Medial epicondyle avulsion fractures
This is the most common type of fracture in adolescent athletes. Like OCD, these are more common in sports that require repeated throwing. Unlike older athletes, the medial physis is the weakest point (rather than the UCL). The valgus force seen with throwing creates a traction force that causes an avulsion-type injury.
Athletes generally present with acute medial elbow pain. They may have experienced an associated popping sensation. Occasionally may be associated prodromal symptoms.
Patients generally have a reduced ROM with focal medial tenderness, bruising and swelling.
Radiographs show a widening of the physis. This widening can be difficult to interpret and comparison with the unaffected side is suggested.

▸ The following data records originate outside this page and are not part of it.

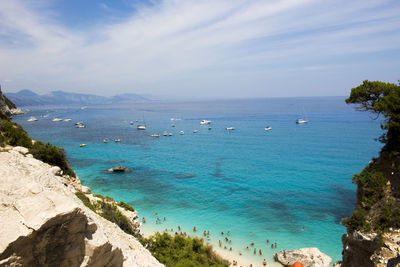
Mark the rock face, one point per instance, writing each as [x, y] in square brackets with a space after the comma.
[44, 224]
[371, 251]
[310, 257]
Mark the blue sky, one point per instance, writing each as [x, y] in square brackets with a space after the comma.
[198, 48]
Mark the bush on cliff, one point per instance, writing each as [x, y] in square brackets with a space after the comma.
[181, 251]
[378, 185]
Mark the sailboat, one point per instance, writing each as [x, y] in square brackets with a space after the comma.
[301, 120]
[141, 126]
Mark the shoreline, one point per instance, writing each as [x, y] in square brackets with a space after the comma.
[243, 260]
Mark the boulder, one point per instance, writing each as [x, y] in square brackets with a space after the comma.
[45, 224]
[21, 149]
[310, 257]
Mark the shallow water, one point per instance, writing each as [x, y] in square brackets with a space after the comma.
[271, 184]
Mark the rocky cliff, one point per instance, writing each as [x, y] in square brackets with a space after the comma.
[45, 224]
[373, 231]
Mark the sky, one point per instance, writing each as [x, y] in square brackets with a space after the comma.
[198, 48]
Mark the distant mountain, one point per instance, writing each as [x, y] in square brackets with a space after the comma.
[29, 98]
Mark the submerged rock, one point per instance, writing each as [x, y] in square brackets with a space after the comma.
[310, 257]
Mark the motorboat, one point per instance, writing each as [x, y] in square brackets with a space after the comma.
[80, 125]
[31, 119]
[301, 121]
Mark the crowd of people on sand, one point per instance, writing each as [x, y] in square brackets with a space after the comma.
[224, 242]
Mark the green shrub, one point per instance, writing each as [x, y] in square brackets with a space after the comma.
[389, 216]
[125, 206]
[181, 251]
[85, 200]
[357, 221]
[51, 155]
[372, 184]
[111, 213]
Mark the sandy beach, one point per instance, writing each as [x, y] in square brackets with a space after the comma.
[243, 260]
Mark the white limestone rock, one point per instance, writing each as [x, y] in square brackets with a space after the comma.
[21, 149]
[310, 257]
[44, 224]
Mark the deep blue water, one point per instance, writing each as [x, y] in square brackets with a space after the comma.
[247, 180]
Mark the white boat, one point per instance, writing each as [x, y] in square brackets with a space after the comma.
[300, 121]
[31, 119]
[205, 122]
[80, 125]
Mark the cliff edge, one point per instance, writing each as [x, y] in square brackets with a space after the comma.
[45, 224]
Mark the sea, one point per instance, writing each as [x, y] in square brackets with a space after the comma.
[291, 185]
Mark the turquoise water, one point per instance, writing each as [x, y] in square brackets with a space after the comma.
[248, 180]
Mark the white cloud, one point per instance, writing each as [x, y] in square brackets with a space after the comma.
[162, 45]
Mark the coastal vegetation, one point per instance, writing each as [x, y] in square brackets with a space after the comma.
[107, 208]
[378, 185]
[181, 251]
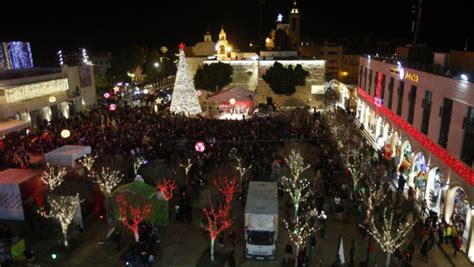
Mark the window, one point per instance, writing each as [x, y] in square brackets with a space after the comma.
[370, 82]
[426, 105]
[411, 107]
[401, 87]
[467, 154]
[365, 79]
[390, 93]
[382, 92]
[445, 114]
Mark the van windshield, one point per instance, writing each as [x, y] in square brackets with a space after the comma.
[260, 238]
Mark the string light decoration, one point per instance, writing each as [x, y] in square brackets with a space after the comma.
[62, 208]
[241, 169]
[374, 197]
[53, 178]
[87, 161]
[137, 164]
[132, 214]
[217, 221]
[295, 185]
[391, 234]
[300, 230]
[184, 99]
[227, 188]
[107, 181]
[166, 187]
[35, 90]
[458, 166]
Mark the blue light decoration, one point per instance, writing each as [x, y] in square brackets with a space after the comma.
[16, 55]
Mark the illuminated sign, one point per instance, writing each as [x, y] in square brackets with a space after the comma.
[405, 75]
[35, 90]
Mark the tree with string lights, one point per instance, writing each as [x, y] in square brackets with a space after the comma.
[107, 180]
[132, 211]
[217, 219]
[390, 234]
[300, 229]
[52, 177]
[227, 188]
[166, 187]
[296, 185]
[62, 208]
[87, 162]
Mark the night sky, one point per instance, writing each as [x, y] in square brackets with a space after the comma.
[69, 25]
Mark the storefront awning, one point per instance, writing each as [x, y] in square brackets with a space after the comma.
[9, 126]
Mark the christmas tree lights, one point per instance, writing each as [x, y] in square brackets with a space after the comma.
[53, 178]
[299, 231]
[107, 181]
[227, 188]
[184, 99]
[296, 186]
[62, 208]
[88, 161]
[241, 169]
[133, 211]
[166, 187]
[390, 234]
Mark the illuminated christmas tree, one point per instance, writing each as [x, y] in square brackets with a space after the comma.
[184, 98]
[62, 208]
[133, 210]
[166, 187]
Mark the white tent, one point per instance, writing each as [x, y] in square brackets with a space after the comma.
[15, 186]
[67, 155]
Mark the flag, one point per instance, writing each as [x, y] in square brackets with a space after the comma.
[340, 251]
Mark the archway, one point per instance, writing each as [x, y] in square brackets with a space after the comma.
[378, 128]
[434, 190]
[417, 176]
[458, 212]
[405, 157]
[366, 119]
[386, 129]
[393, 143]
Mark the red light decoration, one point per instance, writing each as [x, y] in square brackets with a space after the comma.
[200, 147]
[217, 219]
[132, 214]
[456, 165]
[166, 187]
[227, 188]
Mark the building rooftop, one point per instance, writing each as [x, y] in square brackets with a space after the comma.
[25, 73]
[445, 71]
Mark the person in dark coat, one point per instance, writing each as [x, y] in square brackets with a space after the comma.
[232, 259]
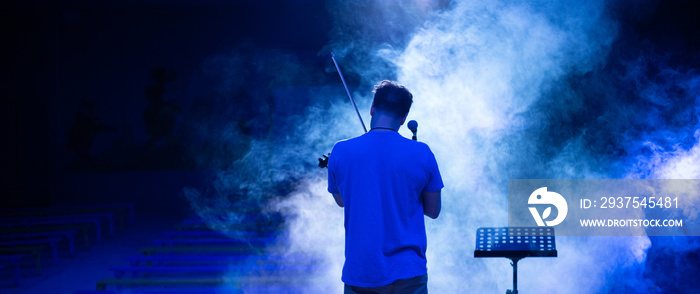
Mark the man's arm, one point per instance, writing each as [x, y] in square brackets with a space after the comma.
[338, 199]
[432, 203]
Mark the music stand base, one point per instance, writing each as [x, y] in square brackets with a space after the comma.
[514, 264]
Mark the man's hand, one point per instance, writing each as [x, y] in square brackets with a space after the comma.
[432, 203]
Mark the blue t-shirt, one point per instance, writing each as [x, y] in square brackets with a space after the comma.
[380, 176]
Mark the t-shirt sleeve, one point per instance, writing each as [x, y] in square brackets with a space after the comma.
[434, 177]
[332, 184]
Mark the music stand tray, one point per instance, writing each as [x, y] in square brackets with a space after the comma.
[515, 243]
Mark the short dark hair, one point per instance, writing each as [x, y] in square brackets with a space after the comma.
[392, 97]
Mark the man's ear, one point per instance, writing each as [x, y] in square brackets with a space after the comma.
[403, 120]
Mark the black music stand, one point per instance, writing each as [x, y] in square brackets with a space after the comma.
[515, 243]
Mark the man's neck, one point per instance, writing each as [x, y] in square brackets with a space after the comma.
[384, 123]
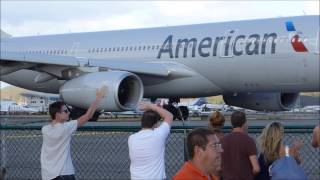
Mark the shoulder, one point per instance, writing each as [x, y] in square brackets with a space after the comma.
[45, 128]
[71, 123]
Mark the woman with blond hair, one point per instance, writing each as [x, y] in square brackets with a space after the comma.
[216, 123]
[272, 148]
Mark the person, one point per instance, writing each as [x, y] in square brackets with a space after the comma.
[204, 150]
[147, 147]
[56, 160]
[316, 137]
[216, 122]
[272, 148]
[239, 159]
[2, 173]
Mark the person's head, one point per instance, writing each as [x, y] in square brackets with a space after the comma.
[150, 119]
[58, 111]
[204, 148]
[270, 140]
[216, 120]
[238, 120]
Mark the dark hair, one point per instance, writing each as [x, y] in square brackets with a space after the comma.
[238, 118]
[216, 120]
[55, 108]
[197, 137]
[149, 118]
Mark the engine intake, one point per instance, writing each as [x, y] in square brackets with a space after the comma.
[125, 90]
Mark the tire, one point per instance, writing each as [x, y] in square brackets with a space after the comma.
[184, 111]
[173, 110]
[75, 113]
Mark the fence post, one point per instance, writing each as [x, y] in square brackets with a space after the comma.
[3, 122]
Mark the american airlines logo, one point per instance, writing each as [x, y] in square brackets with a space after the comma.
[207, 47]
[238, 45]
[296, 42]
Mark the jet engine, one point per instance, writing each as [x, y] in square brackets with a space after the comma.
[124, 92]
[262, 101]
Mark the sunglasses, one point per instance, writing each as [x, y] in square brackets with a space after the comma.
[65, 110]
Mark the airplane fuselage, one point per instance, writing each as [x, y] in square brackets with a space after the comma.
[280, 54]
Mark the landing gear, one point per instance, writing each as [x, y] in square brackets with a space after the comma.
[75, 113]
[180, 113]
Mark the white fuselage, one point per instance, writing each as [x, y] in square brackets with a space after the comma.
[240, 56]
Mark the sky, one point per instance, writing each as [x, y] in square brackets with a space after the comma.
[29, 18]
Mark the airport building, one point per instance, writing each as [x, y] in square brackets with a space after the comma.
[39, 101]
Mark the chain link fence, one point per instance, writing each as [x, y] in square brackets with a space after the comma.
[102, 152]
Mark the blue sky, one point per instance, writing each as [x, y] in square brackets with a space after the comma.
[25, 18]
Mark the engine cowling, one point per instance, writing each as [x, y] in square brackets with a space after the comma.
[262, 101]
[125, 90]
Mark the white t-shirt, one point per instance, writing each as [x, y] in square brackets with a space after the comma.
[55, 151]
[146, 152]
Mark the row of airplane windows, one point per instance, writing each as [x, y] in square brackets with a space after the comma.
[133, 48]
[127, 48]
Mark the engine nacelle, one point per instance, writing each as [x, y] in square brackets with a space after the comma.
[262, 101]
[125, 90]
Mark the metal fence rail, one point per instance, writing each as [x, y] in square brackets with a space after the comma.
[101, 152]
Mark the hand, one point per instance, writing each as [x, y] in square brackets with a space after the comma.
[143, 106]
[101, 92]
[297, 144]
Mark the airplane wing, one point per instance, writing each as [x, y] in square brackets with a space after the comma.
[139, 66]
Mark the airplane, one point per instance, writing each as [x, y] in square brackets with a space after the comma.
[259, 64]
[7, 107]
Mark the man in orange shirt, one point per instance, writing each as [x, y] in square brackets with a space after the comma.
[204, 149]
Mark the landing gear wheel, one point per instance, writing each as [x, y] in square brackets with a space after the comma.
[184, 112]
[173, 110]
[75, 113]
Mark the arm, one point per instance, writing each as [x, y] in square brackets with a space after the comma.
[164, 114]
[255, 164]
[295, 150]
[92, 109]
[316, 137]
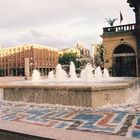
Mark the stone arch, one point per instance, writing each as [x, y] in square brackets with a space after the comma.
[124, 61]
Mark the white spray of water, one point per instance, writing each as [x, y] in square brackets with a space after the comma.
[72, 72]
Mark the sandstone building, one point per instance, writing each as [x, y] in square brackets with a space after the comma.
[23, 59]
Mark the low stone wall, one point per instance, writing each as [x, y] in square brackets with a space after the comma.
[81, 95]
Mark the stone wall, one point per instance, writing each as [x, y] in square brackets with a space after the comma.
[112, 41]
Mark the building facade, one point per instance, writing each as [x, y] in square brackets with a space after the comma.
[122, 45]
[22, 60]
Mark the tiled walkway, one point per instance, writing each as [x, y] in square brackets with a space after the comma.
[123, 121]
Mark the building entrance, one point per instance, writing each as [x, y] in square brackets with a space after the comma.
[124, 61]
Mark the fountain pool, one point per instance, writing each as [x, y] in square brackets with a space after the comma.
[83, 92]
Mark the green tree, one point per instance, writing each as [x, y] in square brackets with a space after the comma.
[66, 58]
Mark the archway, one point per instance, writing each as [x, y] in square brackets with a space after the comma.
[124, 61]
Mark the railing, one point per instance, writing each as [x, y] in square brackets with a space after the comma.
[119, 29]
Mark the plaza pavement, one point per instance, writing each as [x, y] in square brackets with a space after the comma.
[70, 123]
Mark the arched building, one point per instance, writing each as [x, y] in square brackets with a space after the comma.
[122, 45]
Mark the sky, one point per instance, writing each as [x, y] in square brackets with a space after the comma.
[58, 23]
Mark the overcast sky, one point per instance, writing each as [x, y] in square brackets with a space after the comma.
[58, 23]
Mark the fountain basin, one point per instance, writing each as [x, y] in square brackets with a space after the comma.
[84, 94]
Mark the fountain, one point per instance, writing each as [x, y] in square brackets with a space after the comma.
[36, 75]
[89, 90]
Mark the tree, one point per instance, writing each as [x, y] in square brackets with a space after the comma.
[111, 21]
[66, 58]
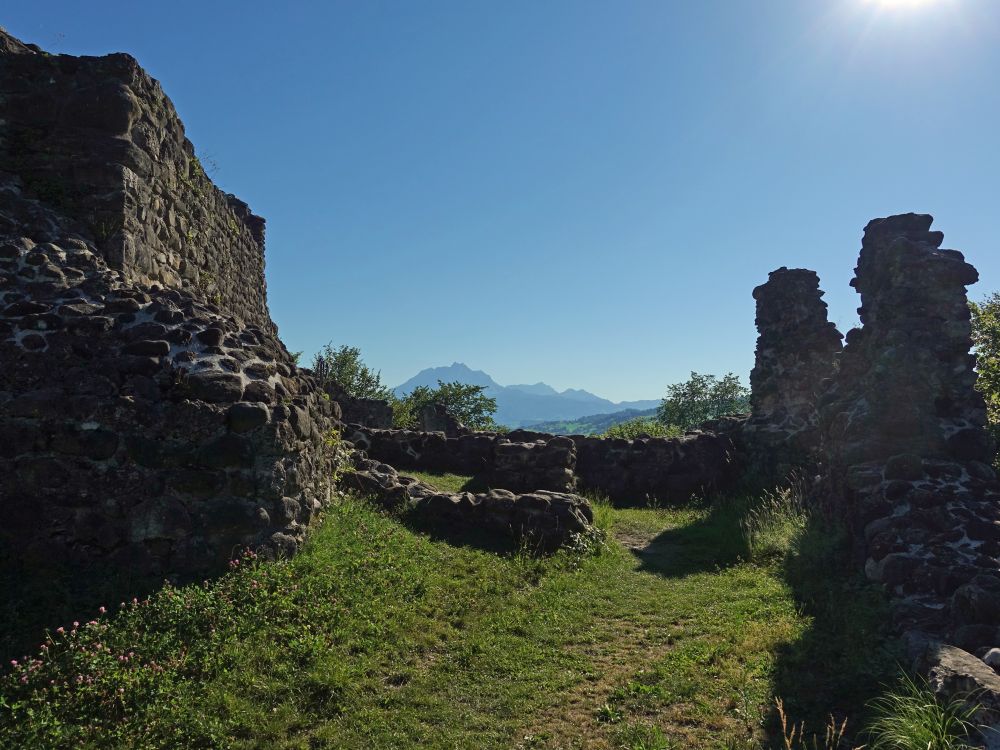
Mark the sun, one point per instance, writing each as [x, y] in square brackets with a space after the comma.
[900, 4]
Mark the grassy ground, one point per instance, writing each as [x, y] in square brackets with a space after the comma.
[667, 636]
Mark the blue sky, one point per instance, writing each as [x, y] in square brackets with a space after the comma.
[579, 192]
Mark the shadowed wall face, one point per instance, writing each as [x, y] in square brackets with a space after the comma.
[98, 140]
[797, 352]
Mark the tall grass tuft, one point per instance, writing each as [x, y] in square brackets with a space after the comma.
[911, 717]
[774, 521]
[795, 737]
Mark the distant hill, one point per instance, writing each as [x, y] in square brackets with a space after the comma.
[520, 405]
[595, 424]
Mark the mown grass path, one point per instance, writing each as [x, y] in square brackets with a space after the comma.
[378, 636]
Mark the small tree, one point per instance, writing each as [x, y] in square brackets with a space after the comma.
[467, 403]
[640, 426]
[986, 339]
[702, 397]
[343, 367]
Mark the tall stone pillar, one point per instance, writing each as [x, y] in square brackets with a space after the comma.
[797, 352]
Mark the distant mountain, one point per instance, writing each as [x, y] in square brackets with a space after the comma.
[519, 405]
[595, 424]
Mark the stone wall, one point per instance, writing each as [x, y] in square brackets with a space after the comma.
[543, 518]
[148, 416]
[906, 449]
[664, 469]
[797, 353]
[366, 412]
[627, 471]
[98, 140]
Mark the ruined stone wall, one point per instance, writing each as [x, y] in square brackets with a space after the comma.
[906, 448]
[542, 518]
[627, 471]
[98, 140]
[797, 353]
[147, 416]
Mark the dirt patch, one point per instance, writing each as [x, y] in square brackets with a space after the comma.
[613, 648]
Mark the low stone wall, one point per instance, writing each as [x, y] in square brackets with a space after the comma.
[627, 471]
[542, 465]
[426, 451]
[367, 412]
[664, 469]
[546, 519]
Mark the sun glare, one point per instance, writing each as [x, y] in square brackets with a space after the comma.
[900, 4]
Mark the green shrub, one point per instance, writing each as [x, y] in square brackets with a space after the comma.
[986, 339]
[642, 427]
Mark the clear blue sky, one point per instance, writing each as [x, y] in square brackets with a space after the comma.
[578, 192]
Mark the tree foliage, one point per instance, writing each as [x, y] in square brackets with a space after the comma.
[641, 427]
[467, 403]
[702, 397]
[986, 339]
[344, 368]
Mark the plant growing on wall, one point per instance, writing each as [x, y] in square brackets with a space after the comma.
[986, 340]
[467, 403]
[344, 368]
[702, 397]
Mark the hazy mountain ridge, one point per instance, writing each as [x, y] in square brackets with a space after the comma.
[520, 405]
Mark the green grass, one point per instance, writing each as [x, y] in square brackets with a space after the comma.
[376, 636]
[911, 718]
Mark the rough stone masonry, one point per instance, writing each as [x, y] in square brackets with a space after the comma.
[148, 414]
[907, 452]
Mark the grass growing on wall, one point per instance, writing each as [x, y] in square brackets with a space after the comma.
[672, 635]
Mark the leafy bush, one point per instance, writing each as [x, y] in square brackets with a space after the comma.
[642, 427]
[911, 717]
[467, 403]
[986, 339]
[343, 368]
[702, 397]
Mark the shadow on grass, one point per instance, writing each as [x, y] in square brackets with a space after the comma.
[461, 535]
[848, 653]
[45, 595]
[712, 542]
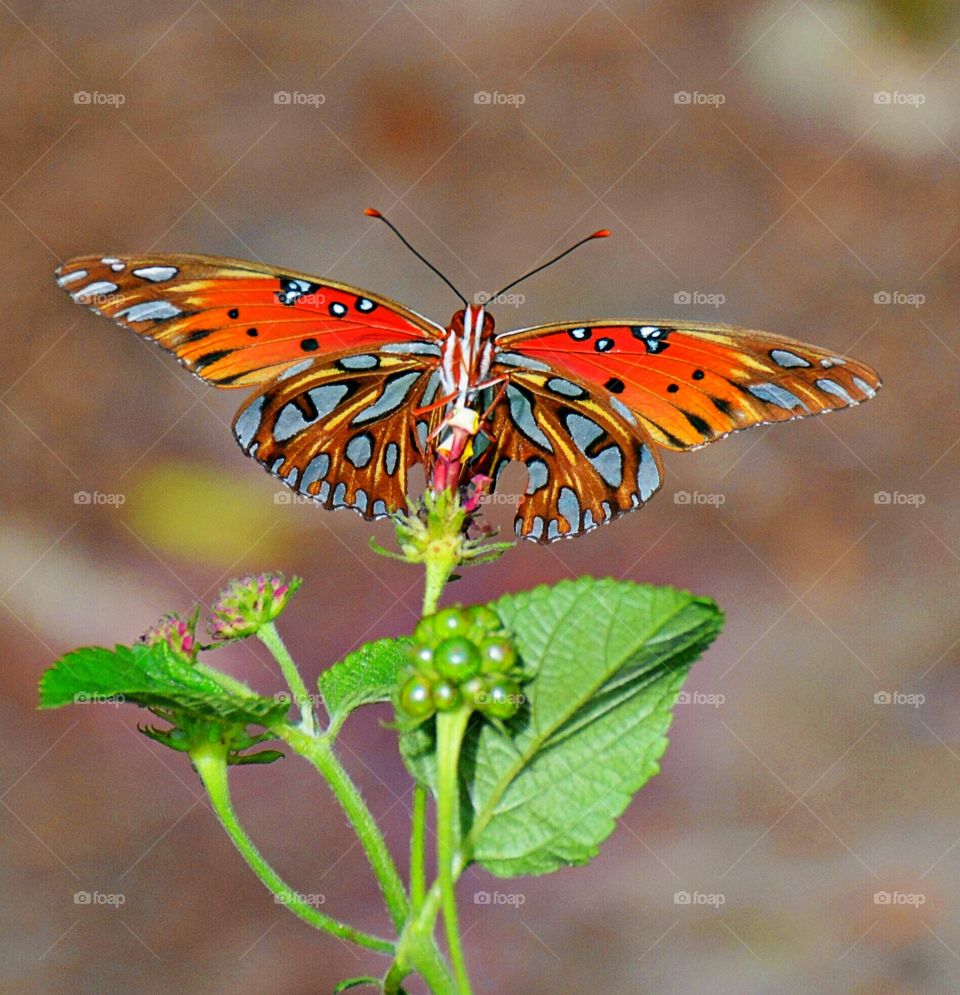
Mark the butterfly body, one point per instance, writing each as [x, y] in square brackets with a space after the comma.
[349, 390]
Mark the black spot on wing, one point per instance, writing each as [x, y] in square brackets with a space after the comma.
[699, 424]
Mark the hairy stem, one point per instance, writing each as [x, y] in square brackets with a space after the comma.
[211, 763]
[417, 843]
[318, 751]
[450, 729]
[270, 638]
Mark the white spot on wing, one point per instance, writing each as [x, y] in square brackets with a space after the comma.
[156, 274]
[786, 358]
[832, 387]
[68, 278]
[150, 311]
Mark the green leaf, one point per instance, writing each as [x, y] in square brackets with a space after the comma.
[349, 983]
[608, 659]
[153, 677]
[364, 677]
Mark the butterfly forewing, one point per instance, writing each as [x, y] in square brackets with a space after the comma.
[235, 323]
[691, 384]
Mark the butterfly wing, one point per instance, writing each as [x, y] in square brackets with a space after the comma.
[586, 462]
[691, 384]
[235, 323]
[341, 432]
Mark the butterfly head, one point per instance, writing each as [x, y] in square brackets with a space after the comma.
[478, 319]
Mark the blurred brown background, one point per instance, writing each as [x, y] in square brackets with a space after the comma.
[788, 166]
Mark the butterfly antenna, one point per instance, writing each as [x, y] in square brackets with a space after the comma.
[603, 233]
[372, 212]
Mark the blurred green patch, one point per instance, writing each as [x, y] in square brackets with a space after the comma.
[921, 22]
[204, 515]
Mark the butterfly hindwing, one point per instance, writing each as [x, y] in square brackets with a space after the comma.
[343, 433]
[235, 323]
[586, 462]
[691, 384]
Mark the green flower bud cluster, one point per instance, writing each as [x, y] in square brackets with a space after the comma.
[461, 657]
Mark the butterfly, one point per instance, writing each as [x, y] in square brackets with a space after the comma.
[347, 388]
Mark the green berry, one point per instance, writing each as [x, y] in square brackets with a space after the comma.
[421, 657]
[416, 698]
[457, 659]
[484, 618]
[473, 691]
[497, 655]
[450, 622]
[501, 699]
[446, 696]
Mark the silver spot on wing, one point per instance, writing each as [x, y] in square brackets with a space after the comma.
[415, 348]
[359, 450]
[648, 476]
[774, 394]
[290, 421]
[390, 456]
[394, 394]
[832, 387]
[524, 362]
[149, 311]
[569, 506]
[66, 280]
[364, 362]
[786, 358]
[609, 464]
[156, 274]
[522, 415]
[248, 423]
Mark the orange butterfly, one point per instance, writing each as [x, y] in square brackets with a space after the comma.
[348, 386]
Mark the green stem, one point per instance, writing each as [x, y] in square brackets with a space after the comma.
[440, 561]
[270, 638]
[225, 681]
[450, 729]
[317, 750]
[211, 763]
[417, 841]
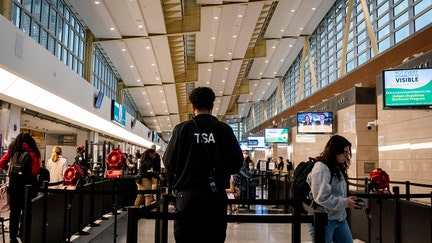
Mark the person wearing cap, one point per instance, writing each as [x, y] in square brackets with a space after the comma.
[202, 155]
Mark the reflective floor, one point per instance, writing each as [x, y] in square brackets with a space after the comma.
[108, 231]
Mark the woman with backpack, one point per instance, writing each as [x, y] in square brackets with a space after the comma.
[20, 174]
[328, 183]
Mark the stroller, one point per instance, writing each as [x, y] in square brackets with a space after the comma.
[233, 193]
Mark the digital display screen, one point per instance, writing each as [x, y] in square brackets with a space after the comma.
[407, 88]
[118, 113]
[257, 142]
[315, 122]
[276, 135]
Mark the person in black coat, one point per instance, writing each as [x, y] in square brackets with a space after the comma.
[202, 155]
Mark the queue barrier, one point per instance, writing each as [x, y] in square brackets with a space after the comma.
[162, 216]
[382, 220]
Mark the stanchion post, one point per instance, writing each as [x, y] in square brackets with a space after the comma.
[397, 224]
[296, 225]
[320, 222]
[44, 210]
[132, 224]
[27, 216]
[164, 225]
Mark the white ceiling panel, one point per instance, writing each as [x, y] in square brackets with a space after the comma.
[234, 70]
[142, 101]
[134, 36]
[144, 58]
[158, 99]
[131, 24]
[250, 18]
[161, 50]
[97, 18]
[170, 91]
[152, 12]
[120, 57]
[231, 19]
[206, 37]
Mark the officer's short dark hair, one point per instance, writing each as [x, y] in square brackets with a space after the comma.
[202, 97]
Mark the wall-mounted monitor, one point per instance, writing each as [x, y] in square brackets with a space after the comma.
[407, 88]
[118, 113]
[256, 142]
[315, 122]
[276, 135]
[155, 137]
[98, 100]
[133, 122]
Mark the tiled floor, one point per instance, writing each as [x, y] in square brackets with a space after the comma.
[236, 232]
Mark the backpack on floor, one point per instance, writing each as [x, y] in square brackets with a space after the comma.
[299, 187]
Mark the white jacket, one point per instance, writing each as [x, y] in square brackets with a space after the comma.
[330, 194]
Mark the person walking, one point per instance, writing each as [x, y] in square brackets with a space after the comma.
[17, 182]
[202, 155]
[56, 165]
[144, 177]
[328, 182]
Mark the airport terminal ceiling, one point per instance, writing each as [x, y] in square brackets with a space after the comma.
[163, 49]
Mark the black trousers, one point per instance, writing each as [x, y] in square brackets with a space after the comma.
[201, 213]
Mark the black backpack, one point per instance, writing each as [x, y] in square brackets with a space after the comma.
[299, 187]
[20, 164]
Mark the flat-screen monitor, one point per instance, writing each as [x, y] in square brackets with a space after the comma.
[155, 137]
[315, 122]
[407, 88]
[276, 135]
[256, 142]
[118, 113]
[98, 100]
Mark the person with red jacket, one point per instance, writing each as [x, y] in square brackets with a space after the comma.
[17, 183]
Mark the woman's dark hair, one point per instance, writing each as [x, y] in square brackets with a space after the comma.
[202, 97]
[146, 154]
[334, 147]
[16, 145]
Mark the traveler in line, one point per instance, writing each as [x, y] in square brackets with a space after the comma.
[56, 165]
[328, 182]
[144, 177]
[17, 182]
[202, 154]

Undisplaced or minimally displaced fractures are treated conservatively. A splint can be used for comfort. Minimally displaced fractures should be placed in a backslab for a minimum of two to three weeks. Conservative treatment is generally suggested even when there is a degree of displacement. When displaced, the fracture typically heals with a fibrous union, but otherwise good results are reported.16 Other authors advocate fixation when greater than 2mm displacement is present.17
Medial epicondyle apophysitis
This condition is also caused from the pull of the flexor-pronator mass and the UCL. In contrast to an acute fracture, these athletes report a more gradual onset of medial elbow pain that is worse with throwing (and as a result may be more common among goalkeepers). They also have point tenderness over medial epicondyle.
X-rays may be normal, but can show a widening of the apophysis and fragmentation of the medial epicondyle.
In the throwing athlete, the treatment typically starts with rest from throwing sports (and other aggravating activities) for a six-week period. As with other injuries, it is important to remember that radiological signs lag behind clinical signs.